Little did I know, just up the road, working with men I knew and competed against in lifeguard competitions, Beth Ann Faragher, a lifeguard with the City of Boca Raton, was on her way to making US Supreme Court history.

Sexually harassed for the better part of five years, Faragher brought claims against Boca Raton under Title VII.  After a hard-fought trial, the court found:

“From time to time over the course of Faragher’s tenure at the Marine Safety Section, between 4 and 6 of the 40 to 50 lifeguards were women.  During that 5-year period, Chief of the Marine Safety Division Terry repeatedly touched the bodies of female employees without invitation,  would put his arm around Faragher, with his hand on her buttocks, and once made contact with another female lifeguard in a motion of sexual simulation. He made crudely demeaning references to women generally, and once commented disparagingly on Faragher’s shape. During a job interview with a woman he hired as a lifeguard, Terry said that the female lifeguards had sex with their male counterparts and asked whether she would do the same.”

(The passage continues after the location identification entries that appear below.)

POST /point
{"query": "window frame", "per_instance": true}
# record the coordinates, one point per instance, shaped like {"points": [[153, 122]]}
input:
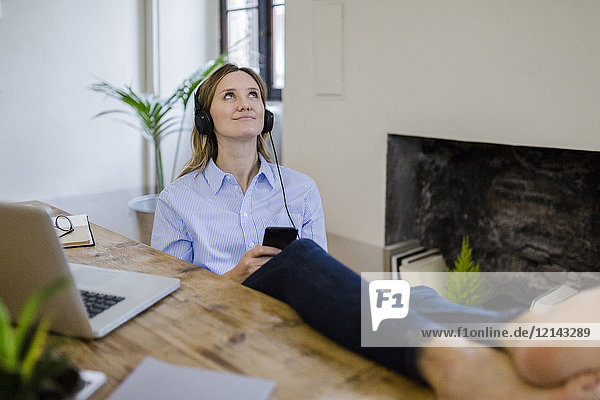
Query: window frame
{"points": [[265, 41]]}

Marine Safety lieutenant David Silverman behaved in similar ways. He once tackled Faragher and remarked that, but for a physical characteristic he found unattractive, he would readily have had sexual relations with her.  Another time, he pantomimed an act of oral sex. Within earshot of the female lifeguards, Silverman made frequent, vulgar references to women and sexual matters, commented on the bodies of female lifeguards and beachgoers, and at least twice told female lifeguards that he would like to engage in sex with them.”

The court of appeals, however, reversed the trial court and found in favor of Boca Raton.  This led to the landmark US Supreme Court decision in favor of Faragher in 1998.

Faragher’s odyssey began in the 1980s, a decade which witnessed an explosion of sexual harassment cases under Title VII.  That’s right, it took about 20 years for a cultural shift to “allow” cases to be brought under a law that was passed the year The Beatles started the British Invasion in America.

The Faragher decision is obviously important for its legal precedent in holding employers liable for sexual harassment.   The historic ruling also provides businesses with a road map as to how to avoid sexual harassment claims.


The facts in Faragher lawsuit are very typical of the sexual harassment allegations I have observed over 25 years of representing businesses and individuals:  uncontrolled behavior by men in positions of power and/or an overall work culture that enables, encourages, or permits bad behavior.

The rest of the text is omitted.